2.Equity Compensation.  Non-Employee Directors shall be granted the equity awards described below.  The awards described below shall be granted under and shall be subject to the terms and provisions of the Equity Plan and shall be granted subject to the execution and delivery of award agreements in substantially the forms previously approved by the Board. 

(a)Annual Awards.  Each Non-Employee Director who (i) serves on the Board as of the date of any annual meeting of the Company’s stockholders (an “Annual Meeting”) after the Effective Date and (ii) will continue to serve as a Non-Employee Director immediately following such Annual Meeting, shall be automatically granted, on the date of such Annual Meeting, an award of restricted stock units (unless otherwise determined by the Board), that has an aggregate fair value on the date of grant of $62,500 (as determined in accordance with ASC 718 and subject to adjustment as provided in the Equity Plan).  The awards described in this Section 2(a) shall be referred to as the “Annual Awards.”  For the avoidance of doubt, a Non-Employee Director elected for the first time to the Board at an Annual Meeting shall receive only an Annual Award in connection with such election, and shall not receive any Start Date Award on the date of such Annual Meeting as well.
(b)Start Date Awards.  Except as otherwise determined by the Board, each Non-Employee Director who is initially elected or appointed to the Board on any date other than the date of an Annual Meeting shall be automatically granted, on the date of such Non-Employee Director’s initial election or appointment (such Non-Employee Director’s “Start Date”), an award of restricted stock units that has an aggregate fair value on such Non-Employee Director’s Start Date equal to the product of (i) $62,500 (as determined in accordance with ASC 718) and (ii) a fraction, the numerator of which is (x) 365 minus (y) the number of days in the period beginning on the date of the Annual Meeting immediately preceding such Non-Employee Director’s Start Date and ending on such Non-Employee Director’s Start Date and the denominator of which is 365 (with the number of shares of common stock underlying each such award subject to adjustment as provided in the Equity Plan).  The awards described in this Section 2(b) shall be referred to as “Start Date Awards.”  For the avoidance of doubt, no Non-Employee Director shall be granted more than one Start Date Award.

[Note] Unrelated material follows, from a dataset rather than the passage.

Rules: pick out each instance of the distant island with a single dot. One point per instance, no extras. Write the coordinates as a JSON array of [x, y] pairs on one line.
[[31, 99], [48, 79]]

(c)Termination of Employment of Employee Directors.  Members of the Board (i) who are employees of the Company or any parent or subsidiary of the Company and (ii) who subsequently terminate their employment with the Company and any parent or subsidiary of the Company and remain on the Board will not receive a Start Date Award pursuant to Section 2(b) above, but to the extent that they are otherwise eligible, will be eligible to receive, after termination from employment with the Company and any parent or subsidiary of the Company, Annual Awards as described in Section 2(a) above.
(d)Vesting of Awards Granted to Non-Employee Directors.  Each Annual Award and Start Date Award shall vest on the earlier of (i) the day immediately preceding the date of the first Annual Meeting following the date of grant and (ii) the first anniversary of the date of grant, subject to the Non-Employee Director continuing in service on the Board through the applicable vesting date.  No portion of an Annual Award or Start Date Award that is unvested at the time of a Non-Employee Director’s termination of service on the Board shall become vested thereafter.  All of a Non-Employee Director’s Annual Awards and Start Date Awards shall vest in full immediately prior to the occurrence of a Change in Control (as defined in the Equity Plan), to the extent outstanding at such time.